We drive from Livingston to Kasane Airport in Botswana. Twelve years ago, we travelled this route in the opposite direction and were told that very soon there would be a bridge connecting Zambia and Botswana. You guess right – we still board a boat to cross, but to our right a mighty bridge is under construction. That will be great progress for commerce in southern Africa, as the trucks line up for miles on both sides of the crossing. They have to wait up to two weeks to get onto one of the three rickety ferries available.
Getting off the air taxi at Baines Camp, Brooks Kamanakao welcomes us with wide spread arms and a good hug. Brooks already guided us in 2007 and 2009 and he has put together this year’s itinerary with the help of his friends at Safari Essence in Maun, Botswana. We keep eyes and ears open on the drive to camp and end up under a tree that serves as lookout to a leopard. Then the bush strikes – our jeep refuses to start again! While the driver organizes help form camp, I get some beautiful shots before the leopard heads off. Meanwhile we transfer to another vehicle and follow the leopard who tries to find a meal amongst a troop of baboons. To our great amusement, the big males spot him and make him run for his dear life as they chase him angrily and loudly yelling at him.
As dusk is settling, we find a pack of wild dogs. Luck must be with us, as this is our first spotting of them – failed to find them in 2016 in the Selous in Tanzania. This highly endangered species is the most skillful hunter in the bush. 80% of their attacks are successful, as they have developed sophisticated techniques of cooperation while hunting.
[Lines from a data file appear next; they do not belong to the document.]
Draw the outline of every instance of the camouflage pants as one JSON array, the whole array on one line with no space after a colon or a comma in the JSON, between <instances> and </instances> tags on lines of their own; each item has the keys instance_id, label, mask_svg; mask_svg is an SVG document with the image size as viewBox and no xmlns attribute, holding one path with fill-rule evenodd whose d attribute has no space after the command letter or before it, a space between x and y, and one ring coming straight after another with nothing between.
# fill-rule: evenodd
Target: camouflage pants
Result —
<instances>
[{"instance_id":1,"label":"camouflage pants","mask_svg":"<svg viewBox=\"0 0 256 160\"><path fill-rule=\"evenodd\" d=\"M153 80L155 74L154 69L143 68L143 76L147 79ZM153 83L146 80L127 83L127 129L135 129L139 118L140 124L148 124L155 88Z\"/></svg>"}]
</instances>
The next morning we spend with Morula and Jabu. Morula was orphaned and held as a pet by a family in Zimbabwe. Jabu is an orphan as well. His parents were killed in a drive to reduce the elephant population in Zimbabwe in 1986. Sandi and Doug Groves who founded the Living With Elephants Foundation are lovingly taking care of these two gentle giants who due to their traumatic upbringings cannot live independently in the wild. Getting really close to these immense mammals is an absolutely unique experience. Sandi and Greg teach us about the life and behavior of elephants, show us how they graze – as we are left- or right-handed, they use their trunk either in a left or a right turn – , where they can smell – on the upper side of their wide open mouth – , let us feel the trunk that is equipped with 40’000 mussels, make us taste the musky, rotten smell from their trunk, watch them demonstrate how they lie down – their heart rate doubles as they do so, as they can only use ½ of their lung in that position – , demonstrate seven audible sounds elephants use to communicate, and a lot more. In the end, Marula gives each of us a warm embrace and a wet kiss, thus accepting us into her family.
Coming over a slight rise, we hit a pond with three hippos. Well, one lovely female and two male full of testosterone spell exciting trouble that enfolds in front of us. The guys repeatedly crash open mouthed into each other and make big splashes of water rising into the air, while fighting for the attention of the girl.
Around the corner, there is a big waterhole. Birds carrying their catch are riding piggyback on hippos, crocodiles are cruising or lying lazily along the edge of the water and hundreds of pelicans, marabous and other countless species of birds linger in the pond. Brooks counts at least 85 hippos and 63 crocodiles!
As the sun starts to set we are visited and our car is inspected by a generally rather shy spotted hyena and a curious youngster looks at us from the back. Other animals in the pictures below are buffalo, zebra, crocodile (terrified motionless by our presence), and the elusive Sitatunga (antelope).